In our study, season did not have a significant effect on fGCM concentrations in the Namaqua rock mouse. This may be due to the availability of food during dry months of the year as crops are planted year-round. The ability of M. namaquensis to persist across various land use types, and its associated lack of related changes in fGCM concentrations of individuals across sites, suggests that the species has the ability to adapt to landscape disturbances and increased human population density (Abu Baker and Brown 2012, Makundi et al. 2016). This adaptive resilience suggests that M. namaquensis may be able to recover more effectively from disturbance than many other species as it is prone to fluctuating population cycles as a result of human-mediated disturbances (Russo et al. 2010). The use of such resilient and adaptive species in research can allow insights into the likelihood of wildlife populations and ecosystems recovering from human-induced disturbances as well as how to better manage threatened species in disturbed landscapes.
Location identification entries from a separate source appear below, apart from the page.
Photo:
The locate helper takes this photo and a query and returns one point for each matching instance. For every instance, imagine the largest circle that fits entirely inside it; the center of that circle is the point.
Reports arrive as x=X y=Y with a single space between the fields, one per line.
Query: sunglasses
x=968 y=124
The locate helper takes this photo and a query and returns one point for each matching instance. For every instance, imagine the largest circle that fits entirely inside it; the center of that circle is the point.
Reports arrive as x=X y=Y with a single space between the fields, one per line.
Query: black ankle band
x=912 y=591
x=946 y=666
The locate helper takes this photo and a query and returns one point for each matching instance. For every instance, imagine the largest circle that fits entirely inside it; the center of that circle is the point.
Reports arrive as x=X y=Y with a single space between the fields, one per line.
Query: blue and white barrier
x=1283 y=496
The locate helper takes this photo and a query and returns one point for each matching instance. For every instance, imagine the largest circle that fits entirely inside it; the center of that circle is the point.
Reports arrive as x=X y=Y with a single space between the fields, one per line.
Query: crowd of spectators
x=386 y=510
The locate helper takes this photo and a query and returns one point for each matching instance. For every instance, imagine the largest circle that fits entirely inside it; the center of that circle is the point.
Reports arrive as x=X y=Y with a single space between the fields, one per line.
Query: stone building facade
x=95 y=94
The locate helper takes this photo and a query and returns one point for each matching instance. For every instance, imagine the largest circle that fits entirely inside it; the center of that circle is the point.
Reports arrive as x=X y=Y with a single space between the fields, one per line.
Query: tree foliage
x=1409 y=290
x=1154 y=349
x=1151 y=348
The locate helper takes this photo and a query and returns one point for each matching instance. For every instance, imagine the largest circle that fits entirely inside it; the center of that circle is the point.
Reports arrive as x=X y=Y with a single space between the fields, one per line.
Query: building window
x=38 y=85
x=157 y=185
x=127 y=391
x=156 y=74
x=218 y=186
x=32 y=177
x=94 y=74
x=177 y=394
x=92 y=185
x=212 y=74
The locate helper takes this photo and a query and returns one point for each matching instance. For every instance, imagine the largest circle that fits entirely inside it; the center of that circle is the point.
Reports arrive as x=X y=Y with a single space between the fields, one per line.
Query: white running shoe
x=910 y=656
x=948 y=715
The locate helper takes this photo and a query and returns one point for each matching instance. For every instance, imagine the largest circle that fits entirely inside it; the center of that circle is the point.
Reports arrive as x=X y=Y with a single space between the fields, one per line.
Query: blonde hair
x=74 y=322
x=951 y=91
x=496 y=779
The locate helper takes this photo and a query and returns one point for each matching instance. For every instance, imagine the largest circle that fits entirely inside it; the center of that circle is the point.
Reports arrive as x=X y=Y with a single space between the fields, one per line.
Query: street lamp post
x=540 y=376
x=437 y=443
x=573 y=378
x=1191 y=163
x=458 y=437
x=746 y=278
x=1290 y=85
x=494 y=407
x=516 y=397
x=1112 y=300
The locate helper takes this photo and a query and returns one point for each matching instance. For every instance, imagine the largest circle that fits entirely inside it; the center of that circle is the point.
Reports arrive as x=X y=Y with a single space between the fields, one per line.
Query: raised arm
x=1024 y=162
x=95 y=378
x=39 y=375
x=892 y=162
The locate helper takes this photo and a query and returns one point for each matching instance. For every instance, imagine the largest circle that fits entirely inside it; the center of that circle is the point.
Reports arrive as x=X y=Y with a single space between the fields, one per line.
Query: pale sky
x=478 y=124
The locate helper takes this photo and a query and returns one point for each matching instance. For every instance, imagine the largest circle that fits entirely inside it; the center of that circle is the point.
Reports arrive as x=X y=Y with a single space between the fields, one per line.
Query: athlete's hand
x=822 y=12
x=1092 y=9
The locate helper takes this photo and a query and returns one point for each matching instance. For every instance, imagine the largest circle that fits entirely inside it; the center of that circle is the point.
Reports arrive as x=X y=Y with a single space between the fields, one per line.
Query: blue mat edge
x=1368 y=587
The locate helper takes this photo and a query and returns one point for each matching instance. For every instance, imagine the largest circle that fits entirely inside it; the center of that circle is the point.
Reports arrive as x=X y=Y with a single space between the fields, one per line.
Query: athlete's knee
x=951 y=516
Our study represents one of the few conducted on southern African murid rodents and the monitoring of hormone activity in the species. In addition, our study represents one of the few examples of non-invasive monitoring of stress-related endocrine activity in free-ranging southern African murid rodent species and could thus be used as baseline research data in future studies.
Acknowledgements
We thank the Centre of Excellence for Invasion Biology (CIB) for project funding. We also thank the landowners at Karongwe Private Game Reserve and Tshitamelodi Farms, and Ntate Gibson Mahlo from London Village, Hoedspruit for kindly giving their permission to work on their land. We are grateful to the staff and interns at GVI Limpopo for logistical support during fieldwork. We also thank Stefanie Ganswindt and Lezaan Prinsloo for expert help with laboratory techniques.
Permits – This study was performed with the approval of the Animal Ethics Committee of the University of Pretoria, Pretoria, South Africa (Ethics clearance number EC019-16).